More about Social Imagination
![]() |
|
" We also have our social imagination: the capacity to invent visions of what should be and what might be in our deficient society, on the streets where we live, on our schools. As I write of social imagination, I am reminded of Jean-Paul Sartre’s declaration that “it is on the day that we can conceive of a different state of affairs that a new light falls on our troubles and our suffering and that we decide that these are unbearable”
- Maxine Greene: Releasing the Imagination, p. 5.
"Imagination, intention: Neither is sufficient. There must be a transmutation of good will, of what I call wide-awakeness into action. Yes, wide-awakeness is an aspect of Maurice Merleau-Ponty’s (1964) view of "the highest level of consciousness" and Paulo Freire's (2005) conception of “conscientization.” Both demand reflection and praxis, which are inseparable from each other. Both not only imagine things as if they could be otherwise, but move persons to begin on their own initiatives, to begin to make them so. I remember Freire (2004) saying that the peasants must be able to imagine a "lovelier world" (p. 30) if changes were to be made in this one. In what we choose to imagine as a democratic school, there must be restlessness in the face of the given, a reaching beyond the taken for granted.
John Dewey (1916) said that to be educated meant becoming different--reaching towards others in a public space, achieving a community that is forever incomplete.

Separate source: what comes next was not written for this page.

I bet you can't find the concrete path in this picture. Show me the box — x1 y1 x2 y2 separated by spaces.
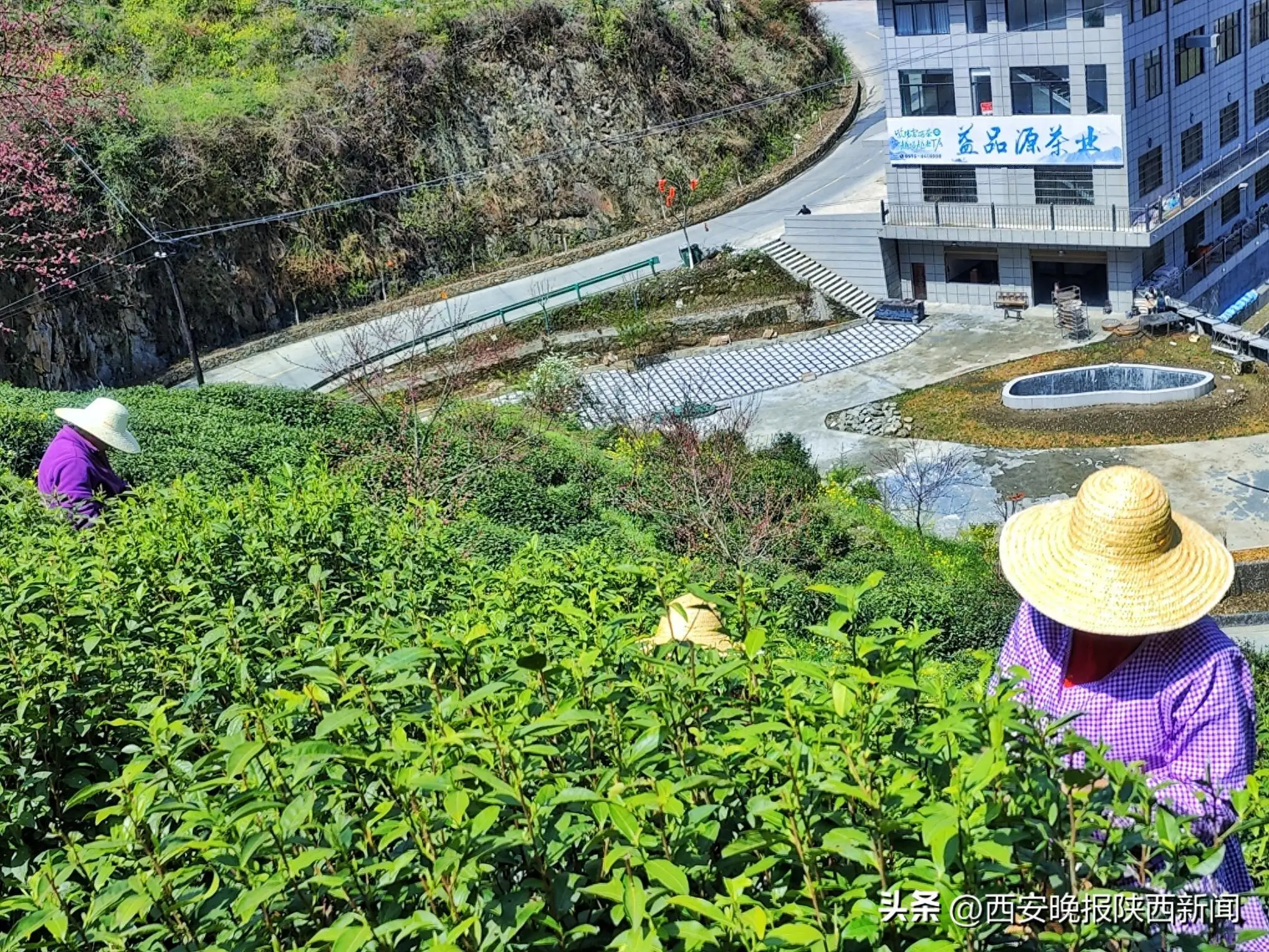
585 324 922 420
750 305 1269 548
193 0 886 389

The arts can move the young to see what they have never seen, to view unexpected possibilities. They are always there on the margins to refuse the indecent, the unjust, to awaken the critical and committed to visions of things being otherwise. There can be no final solution; but there is time--always time--to reject somnolence, to choose to begin."
- Maxine Greene: Prologue to Art, Social Imagination and Action, Journal of Educational Controversy, Volume 5, No. 1, Winter 2010.